O país das comadres voltou à rua. É sempre assim quando alguém, vindo do profundo espaço sideral, começa a fazer mossa sobre o poder, seja ele qual for. Desta vez, a cena passa-se entre o venerável Diário de Notícias, com cheiro a enciclopédia empoeirada, e o Página Um, nóvel publicação online, de cachas jornalísticas. Ambos liderados por profissionais com mais de trinta anos de carreira, que poderiam estar a gozar a reforma em paz ou a dar aulas de deontologia, mas preferem encenar um duelo editorial digno da Idade Média, só que com hashtags
Chuva prometida, egos em tempestade
Neste momento em que o IPMA promete chuva, os dois jornais atiram-se com culpinhas e desejosinhos, como gladiadores a lutar com esferográficas. O leitor, esse santo mártir que ainda acredita que a notícia existe, não tem nada a ver com isto. Ou há notícia, ou não há — e, se houver, que sirva para informar, não para satisfazer contas antigas. Mas o duelo vende, a zanga aquece audiências, e até os insultos são servidos como iguarias mediáticas. O público é obrigado a assistir, como quem vê “Big Brother” sem som, mas com as legendas escritas pelo inimigo.
Conte lá, mas não conte tudo
O mesmo circo repete-se na televisão. Sérgio Figueiredo quer abrir um canal chamado “Conte lá”, e a escolha do nome é perfeita: sugere que nos vai contar, mas sempre em modo “continua no próximo episódio”. A ideia é legítima: enfiar o canal na TV Cabo e tentar uns tustos — porque hoje a televisão é um grande parque de diversões onde se paga bilhete para ver jornalistas a fingirem que não estão a ler teleponto. Mal anunciou, logo surgiram os apóstolos do “não pode ser” a acusá-lo de más companhias financeiras.

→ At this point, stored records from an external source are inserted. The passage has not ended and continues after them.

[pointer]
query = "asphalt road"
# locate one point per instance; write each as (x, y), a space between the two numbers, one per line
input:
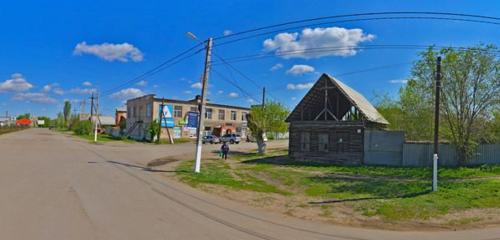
(54, 187)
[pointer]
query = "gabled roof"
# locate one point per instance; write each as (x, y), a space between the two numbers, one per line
(356, 99)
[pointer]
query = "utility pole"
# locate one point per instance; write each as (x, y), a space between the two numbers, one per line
(97, 115)
(92, 105)
(201, 126)
(263, 97)
(160, 119)
(435, 157)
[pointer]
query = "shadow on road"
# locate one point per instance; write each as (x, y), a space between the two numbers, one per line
(148, 169)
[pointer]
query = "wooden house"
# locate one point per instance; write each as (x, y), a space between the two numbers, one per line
(329, 123)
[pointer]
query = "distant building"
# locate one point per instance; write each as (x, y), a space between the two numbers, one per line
(331, 124)
(219, 119)
(7, 121)
(120, 114)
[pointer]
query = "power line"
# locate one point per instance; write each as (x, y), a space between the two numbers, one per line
(232, 82)
(164, 65)
(359, 15)
(306, 51)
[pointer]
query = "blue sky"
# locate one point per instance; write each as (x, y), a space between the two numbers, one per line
(51, 52)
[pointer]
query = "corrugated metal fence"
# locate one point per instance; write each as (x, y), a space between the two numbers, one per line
(388, 148)
(420, 154)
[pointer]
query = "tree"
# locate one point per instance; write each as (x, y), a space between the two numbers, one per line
(66, 111)
(470, 92)
(270, 118)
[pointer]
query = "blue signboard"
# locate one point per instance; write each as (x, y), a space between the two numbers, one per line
(167, 119)
(192, 120)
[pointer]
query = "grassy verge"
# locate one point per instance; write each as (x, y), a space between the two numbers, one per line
(388, 193)
(4, 130)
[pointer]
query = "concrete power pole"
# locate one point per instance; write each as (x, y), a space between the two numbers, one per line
(263, 97)
(201, 126)
(436, 126)
(97, 116)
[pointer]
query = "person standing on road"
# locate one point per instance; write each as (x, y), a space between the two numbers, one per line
(224, 150)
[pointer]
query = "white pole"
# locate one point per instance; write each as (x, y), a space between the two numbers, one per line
(201, 126)
(95, 120)
(434, 172)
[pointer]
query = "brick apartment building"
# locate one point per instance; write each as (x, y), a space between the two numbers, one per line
(219, 118)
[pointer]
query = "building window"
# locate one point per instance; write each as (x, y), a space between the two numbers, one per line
(140, 112)
(233, 115)
(177, 111)
(323, 142)
(222, 114)
(208, 113)
(304, 141)
(149, 110)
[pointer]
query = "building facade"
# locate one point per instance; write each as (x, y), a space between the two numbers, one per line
(219, 119)
(330, 122)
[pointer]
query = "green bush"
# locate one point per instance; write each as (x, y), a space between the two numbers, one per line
(82, 127)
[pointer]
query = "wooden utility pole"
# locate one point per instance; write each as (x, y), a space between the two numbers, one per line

A ERC lá aprovou o projecto. Em Portugal, “aprovado” significa somente que os invejosos ainda não conseguiram organizar a procissão de protesto.
Micro-redacções, macro-egoísmos
Carlos Narciso alimenta há anos o Duas Linhas, uma espécie de novela em miniatura: sempre em guerras pequeninas, mas suficientemente barulhentas para ecoar num café de província. Aqui pel’OREGIÕES desejamos sucesso a todos, mas a verdade é que o jornalismo português multiplica-se em micro-projectos como Gremlins alimentados depois da meia-noite. Cada um surge armado de “independência editorial absoluta” e meia dúzia de colaboradores não pagos, que juram ser o futuro da informação. Em vez de se juntarem numa boa redacção com editores a sério, preferem dividir-se em grupelhos, como partidos de esquerda em 1975 ou clubes de ficção científica dos anos 80, em que três adolescentes discutiam se Darth Vader tinha acções na Galp.
O Marl, a Makro e a metáfora final
É fado deste povo não abdicar do pequeno poder, mesmo quando a lógica grita pelo contrário. Recordo-me de antes de chegaram as mercearias de conveniência abertas até à meia-noite: chamei os donos das velhas mercearias de bairro e propus uma central de compras. Um ia ao MARL e à Makro comprar para todos, numa escala semanal. Poupavam todos, vendiam mais barato, sobreviviam. Recusaram, claro — porque abdicar do “meu poderzinho” é pecado nacional. Em menos de um ano fecharam as portas, trespassando os negócios aos simpáticos indianos, paquistaneses e bangladeshis que, ironia das ironias, montaram a tal central de compras. Se fosse peça de teatro, chamar-se-ia “O Triunfo da Lógica Perdida”.
Com guarda-chuva furado
Eis o retrato: jornais centenários a guerrear com projectos digitais, canais televisivos ainda por nascer já a ser boicotados, e publicações que preferem morrer isoladas a viver em comunidade. É a metáfora perfeita para um país que insiste em confundir serviço público com vaidade privada. O IPMA há-de cumprir a sua promessa: a chuva cairá. Mas continuará a chover dentro das redacções, porque os telhados estão furados e ninguém quer demorar tempo a arranjá-los. No fim, sobra sempre a mesma pergunta: quem compra o jornal? A resposta é simples e trágica — ninguém, excepto os próprios jornalistas, que compram para ver se a sua fotografia saiu menos pixelizada. Eis o glorioso futuro: um jornalismo feito por jornalistas, para jornalistas, com jornalistas, num reality show sem público.